Cooper was forced to respond to a tweet by a now-deleted account claiming he was shot in a Dallas parking garage.
Image: Dallas Cowboys wide receiver Amari Cooper before a game in New Orleans on Sept. 29, 2019.
Dallas Cowboys wide receiver Amari Cooper before a game in New Orleans on Sept. 29, 2019.Butch Dill / AP file

Reports of the shooting of Dallas Cowboys wide receiver Amari Cooper are so exaggerated that they are completely untrue.

Cooper was forced to respond Wednesday to a tweet claiming that he had been shot in a Dallas parking garage. The account that put out the information, The Offseason, has since been deleted from Twitter.
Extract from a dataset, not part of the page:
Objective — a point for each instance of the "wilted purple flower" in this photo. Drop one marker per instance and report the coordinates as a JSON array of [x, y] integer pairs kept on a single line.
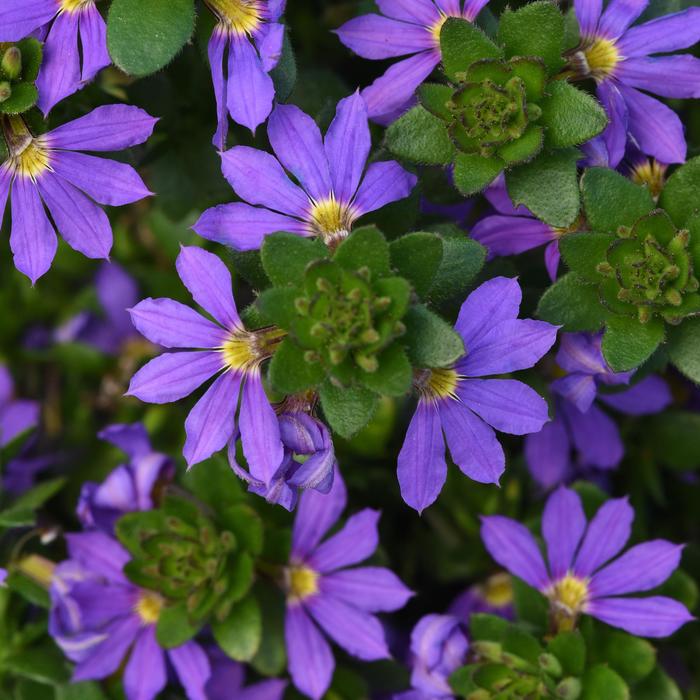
[[130, 487], [227, 349], [465, 408], [245, 46], [322, 591], [98, 618], [75, 42], [335, 190], [618, 57], [579, 424], [404, 29], [577, 578], [48, 169]]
"That was fake news ya'll, everything good over here," Cooper wrote on Instagram.

The tweet caused a stir online as fans panicked that Cooper could be seriously wounded or even dead. Dallas police responded that there had been no shooting in the city at the time of the post.

"There has been a tweet going viral that Amari Cooper has been shot in the Dallas area," police said on Twitter. "We have NOT found any validity to that tweet occurring in the city of #Dallas."

Dez Bryant, a former Cowboys wide receiver, also responded, calling out the people who would put out such a rumor.

"This world have some real messed up folks in it... coop just text me... I don't get it.. why would anybody start a rumor like that?? Weirdos seriously," Bryant tweeted.

It's unclear whether The Offseason was deleted or was taken down by Twitter, but at one point it claimed that its source was an "eye witness." The account's tweets are no longer available, but it had fewer than 100 followers before it was deleted.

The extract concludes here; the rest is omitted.